しばらく前に書いた記事について、舌足らずであるという批判を受け、また、重要な質問を受けたので、しばらくしたらそれらにこたえる記事を書きなおそうと思っている。そのための準備も兼ねて、関連する論文を一本読んだ。文献は、Amsterdamska, Olga, “Medical and Biological Constraints: Early Research on Variation in Bacteriology”, Social Studies of Science, 17(1987), 657-687.

この論文も重要な問題を二つ取り上げている。コッホたちは、細菌はその形態や生理的な特徴を変えることはないという原理を細菌学の一つの原理として立てていた。この「単一形態論」は、医療と公衆衛生への応用にどのような意味を持っていたかという問題。この論文の議論のコアを簡単にいうと、<病原体の有無が公衆衛生に重要なのであれば、その病原体は、不変でなければならない>ということになる。病原体に変異を許す理論的な枠組みの中では、見つけるものが何だかわからない、あるいはそれが変わってしまうのだから、「微生物の狩人」モデルの公衆衛生が成立しなくなる。

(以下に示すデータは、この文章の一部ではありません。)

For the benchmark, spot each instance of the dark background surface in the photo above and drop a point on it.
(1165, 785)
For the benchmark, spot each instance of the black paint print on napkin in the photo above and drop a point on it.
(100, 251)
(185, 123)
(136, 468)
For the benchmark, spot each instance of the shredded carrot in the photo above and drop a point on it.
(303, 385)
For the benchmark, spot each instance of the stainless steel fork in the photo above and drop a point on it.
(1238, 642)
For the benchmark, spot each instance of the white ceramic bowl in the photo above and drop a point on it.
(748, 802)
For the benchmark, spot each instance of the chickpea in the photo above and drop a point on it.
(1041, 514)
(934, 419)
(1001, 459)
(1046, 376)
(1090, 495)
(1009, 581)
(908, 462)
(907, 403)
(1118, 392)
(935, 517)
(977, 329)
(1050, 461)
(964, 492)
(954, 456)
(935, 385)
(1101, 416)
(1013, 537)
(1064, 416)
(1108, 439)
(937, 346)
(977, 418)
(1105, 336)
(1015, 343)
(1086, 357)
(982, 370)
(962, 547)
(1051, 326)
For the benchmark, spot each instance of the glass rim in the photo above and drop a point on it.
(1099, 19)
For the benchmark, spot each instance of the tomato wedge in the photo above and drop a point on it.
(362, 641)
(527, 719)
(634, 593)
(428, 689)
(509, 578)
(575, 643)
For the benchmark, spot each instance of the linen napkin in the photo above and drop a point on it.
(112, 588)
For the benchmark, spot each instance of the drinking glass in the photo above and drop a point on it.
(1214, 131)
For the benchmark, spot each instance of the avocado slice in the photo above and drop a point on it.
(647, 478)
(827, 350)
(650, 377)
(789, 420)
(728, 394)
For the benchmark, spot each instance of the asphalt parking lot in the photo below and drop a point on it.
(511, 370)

もう一つは、細菌学が依存することになった制度的な基盤が、細菌学の中身が発展するのにどのような制限を加えたのかという問題。有名な話だけれども、公衆衛生への応用という実践の文脈で、細菌学は制度化されることになる。コッホも北里もパストゥールも「公衆衛生の研究所」で高い学問水準の研究をしていたし、細菌学者は地方自治体の衛生課の仕事などに就職していった。この状況は、細菌の変異説を学問的に深めようとする方向にマイナスにはたらいた。単一形態論ではうまくいかないということ、つまり、細菌には変異があるということは、20世紀になるとすぐに明らかになって共有される。これは、普通の発想でいえば、「この変異はなぜ作られるのか」という方向に発展するべき重要な発見である。しかし、細菌学という学問が決定的な発展をとげて学問として制度化される時期に、公衆衛生という行政の枠組みの中に組み込まれて発展したため、この発見を学問的に発展させることができなかったという。細菌学が細菌の変異を研究する学問になるためには、それを成立・成熟・制度化させた公衆衛生に依存している状況から、生物学の視点を持つ学問へと移行することが必要であった、とまとめることができるだろう。

この洞察を発展させると、北里の伝染病研究所が、1914年に内務省から文部省・東大に移管された有名な「伝研移管事件」について、面白いことが言えるかもしれない。つまり、「内務省と公衆衛生の枠組みのもとで停滞していた北里の細菌学に、東大と基礎医学の若々しい視点をもたらした」と評価することはできないかな。でも、この程度のことなら、きっと小高先生をはじめ多くの優れた書物を読めば、どこかに書いてあるだろうけれども。